YSY01A is a new tripeptideboronic acid and an analog of PS341. However, YSY01A's antitumor effects and mechanism have not yet been elucidated. This study demonstrates that YSY01A inhibited proteasome activity by combining with the chymotrypsin-like (CT-L) site (β5i/β5), the post-glutamyl peptide hydrolase (PGPH) site (β1i/β1) and the trypsin-like (T-L) site (β2i/β2) in special fluorgonic substrates and proteasome probe tests. We explored the anticancer effect using methyl thiazolyltetrazolium (MTT) or sulforhodamine B (SRB), and PC-3M cells were sensitive to YSY01A among the four cancer cell types tested. The YSY01A antiproliferative effect was stronger than that of PS341. In vivo, YSY01A (1.25, 2.25, and 3.25 mg/kg) inhibited PC-3M cell xenograft tumor growth, and the tumor volume inhibition rate was approximately 40% to 60%. YSY01A arrested PC-3M cells in the G2/M phase of the cell cycle by flow cytometry (FCM). Many proteins related to the cell cycle were analyzed using western blot, and YSY01A was shown to increase p21, p27, cyclinB1, P-cdc2 (tyr15) and wee1 protein expression in both cells and tumor tissue in a concentration-dependent manner. YSY01A, a proteasome inhibitor, exerts anticancer effects on PC-3M cells in vitro and in vivo. The mechanism of the YSY01A-mediated antitumor effect is that the cell cycle is arrested at the G2/M stage. This study suggests that YSY01A may be a novel therapeutic agent for prostate cancer.

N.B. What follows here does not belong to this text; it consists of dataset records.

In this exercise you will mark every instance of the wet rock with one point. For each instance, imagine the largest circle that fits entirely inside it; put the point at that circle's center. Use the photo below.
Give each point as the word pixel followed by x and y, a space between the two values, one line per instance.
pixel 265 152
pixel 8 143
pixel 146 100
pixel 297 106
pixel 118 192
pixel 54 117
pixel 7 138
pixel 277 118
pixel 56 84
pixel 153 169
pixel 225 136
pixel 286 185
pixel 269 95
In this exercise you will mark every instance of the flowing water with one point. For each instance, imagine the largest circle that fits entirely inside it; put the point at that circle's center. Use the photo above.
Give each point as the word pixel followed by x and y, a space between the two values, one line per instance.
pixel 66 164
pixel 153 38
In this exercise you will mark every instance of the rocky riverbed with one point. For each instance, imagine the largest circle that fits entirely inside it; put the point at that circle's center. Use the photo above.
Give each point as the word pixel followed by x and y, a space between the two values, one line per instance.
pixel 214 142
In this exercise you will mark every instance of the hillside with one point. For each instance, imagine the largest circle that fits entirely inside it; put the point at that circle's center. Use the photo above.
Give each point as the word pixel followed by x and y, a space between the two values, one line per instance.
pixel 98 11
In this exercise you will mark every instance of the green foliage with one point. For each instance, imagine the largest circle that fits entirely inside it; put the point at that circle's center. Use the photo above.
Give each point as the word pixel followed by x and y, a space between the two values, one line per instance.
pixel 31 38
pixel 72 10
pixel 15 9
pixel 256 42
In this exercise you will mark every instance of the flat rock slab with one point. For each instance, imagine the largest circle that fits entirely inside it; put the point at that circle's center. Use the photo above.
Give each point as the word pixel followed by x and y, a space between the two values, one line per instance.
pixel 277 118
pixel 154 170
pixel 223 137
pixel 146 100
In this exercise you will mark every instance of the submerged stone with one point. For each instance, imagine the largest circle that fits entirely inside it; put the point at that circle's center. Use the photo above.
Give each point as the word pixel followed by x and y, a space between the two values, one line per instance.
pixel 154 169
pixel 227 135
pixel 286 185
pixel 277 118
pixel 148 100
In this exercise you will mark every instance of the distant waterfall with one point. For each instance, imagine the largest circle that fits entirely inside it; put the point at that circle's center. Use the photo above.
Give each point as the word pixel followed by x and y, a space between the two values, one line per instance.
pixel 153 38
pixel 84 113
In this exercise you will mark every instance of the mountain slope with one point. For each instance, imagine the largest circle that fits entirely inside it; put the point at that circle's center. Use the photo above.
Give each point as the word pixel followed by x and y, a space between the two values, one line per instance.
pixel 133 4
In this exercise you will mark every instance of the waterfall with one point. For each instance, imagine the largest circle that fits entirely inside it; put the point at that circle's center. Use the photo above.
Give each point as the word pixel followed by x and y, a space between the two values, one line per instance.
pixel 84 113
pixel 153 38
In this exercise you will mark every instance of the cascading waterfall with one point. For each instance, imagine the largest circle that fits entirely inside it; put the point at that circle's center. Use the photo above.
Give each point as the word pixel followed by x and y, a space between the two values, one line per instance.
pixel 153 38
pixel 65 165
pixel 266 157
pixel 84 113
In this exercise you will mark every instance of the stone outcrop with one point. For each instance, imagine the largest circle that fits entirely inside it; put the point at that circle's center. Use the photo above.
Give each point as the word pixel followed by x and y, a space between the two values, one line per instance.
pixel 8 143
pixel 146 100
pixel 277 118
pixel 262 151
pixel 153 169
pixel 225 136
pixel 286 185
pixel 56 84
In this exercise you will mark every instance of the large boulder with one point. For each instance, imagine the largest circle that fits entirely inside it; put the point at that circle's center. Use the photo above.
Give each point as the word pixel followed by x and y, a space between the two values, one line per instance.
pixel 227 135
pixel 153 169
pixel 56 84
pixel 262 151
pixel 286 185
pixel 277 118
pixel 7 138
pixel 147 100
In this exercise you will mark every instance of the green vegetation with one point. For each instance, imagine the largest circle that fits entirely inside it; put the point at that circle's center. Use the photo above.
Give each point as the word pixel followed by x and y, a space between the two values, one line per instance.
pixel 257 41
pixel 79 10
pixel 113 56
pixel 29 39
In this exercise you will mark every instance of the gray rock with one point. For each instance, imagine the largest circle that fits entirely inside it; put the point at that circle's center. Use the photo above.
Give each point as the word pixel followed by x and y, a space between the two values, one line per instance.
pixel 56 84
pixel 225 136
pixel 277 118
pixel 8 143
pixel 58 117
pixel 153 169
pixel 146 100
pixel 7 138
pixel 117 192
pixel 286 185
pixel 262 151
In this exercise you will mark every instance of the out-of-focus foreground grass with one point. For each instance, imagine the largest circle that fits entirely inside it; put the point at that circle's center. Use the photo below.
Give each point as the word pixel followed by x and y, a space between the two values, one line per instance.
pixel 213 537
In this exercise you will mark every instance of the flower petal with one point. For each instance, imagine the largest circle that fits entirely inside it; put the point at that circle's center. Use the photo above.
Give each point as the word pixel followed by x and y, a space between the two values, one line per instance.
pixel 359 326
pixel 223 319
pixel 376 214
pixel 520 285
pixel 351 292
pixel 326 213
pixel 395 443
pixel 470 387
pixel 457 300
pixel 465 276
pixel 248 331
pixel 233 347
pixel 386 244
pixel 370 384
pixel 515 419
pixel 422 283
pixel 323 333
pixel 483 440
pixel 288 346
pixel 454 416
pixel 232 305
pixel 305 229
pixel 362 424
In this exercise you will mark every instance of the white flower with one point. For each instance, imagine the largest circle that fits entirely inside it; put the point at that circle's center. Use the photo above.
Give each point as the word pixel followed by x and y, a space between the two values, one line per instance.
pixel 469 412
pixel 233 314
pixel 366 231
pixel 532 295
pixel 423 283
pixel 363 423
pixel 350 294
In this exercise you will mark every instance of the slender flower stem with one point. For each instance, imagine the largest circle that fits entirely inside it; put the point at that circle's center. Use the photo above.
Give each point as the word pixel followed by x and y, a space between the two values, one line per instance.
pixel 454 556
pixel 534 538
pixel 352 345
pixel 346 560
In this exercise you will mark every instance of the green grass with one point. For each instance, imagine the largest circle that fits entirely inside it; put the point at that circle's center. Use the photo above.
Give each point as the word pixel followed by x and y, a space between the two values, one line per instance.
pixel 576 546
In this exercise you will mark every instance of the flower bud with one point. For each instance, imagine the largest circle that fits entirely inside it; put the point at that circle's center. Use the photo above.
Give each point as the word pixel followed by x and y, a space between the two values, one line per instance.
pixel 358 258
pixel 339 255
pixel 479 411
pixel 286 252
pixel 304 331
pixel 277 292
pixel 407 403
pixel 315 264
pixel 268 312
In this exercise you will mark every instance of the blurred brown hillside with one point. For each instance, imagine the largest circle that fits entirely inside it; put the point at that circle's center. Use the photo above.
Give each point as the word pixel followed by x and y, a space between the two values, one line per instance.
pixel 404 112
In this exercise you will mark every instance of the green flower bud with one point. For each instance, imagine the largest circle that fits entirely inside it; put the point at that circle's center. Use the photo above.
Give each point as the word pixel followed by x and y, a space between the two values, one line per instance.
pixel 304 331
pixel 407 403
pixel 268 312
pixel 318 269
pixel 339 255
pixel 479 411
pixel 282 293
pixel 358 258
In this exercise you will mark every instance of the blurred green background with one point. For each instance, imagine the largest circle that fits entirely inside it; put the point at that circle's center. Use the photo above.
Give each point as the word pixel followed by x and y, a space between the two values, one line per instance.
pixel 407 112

Keywords: Anticancer, proteasome inhibitor, tripeptideboronic acid, PC-3M cell, cell cycle

Introduction

The ubiquitin proteasome system exerts a crucial action on protein elimination in eukaryotic cells. The system degrades various proteins, usually including damaged and abnormal proteins and proteins with errors, along with many short- and long-life proteins involved in the cell cycle, immune responses and signal transduction [1-3]. This pathway plays a critical role in physiological and pathophysiological processes.

Ubiquitin-proteasome system dysfunction is correlated with various tumors, including prostate cancer [4-7]. Prostate cancer is the most common cancer in male patients. It is estimated that prostate cancer is the most frequent cancer in males, and it has the second highest mortality rate in the United States [8]. Currently, therapeutic approaches for prostate cancer are limited and target drugs are rare because of the complex pathophysiology of this disease and a high death rate after development of resistance. Thus, there is a need for better drugs to treat patients with prostate cancer.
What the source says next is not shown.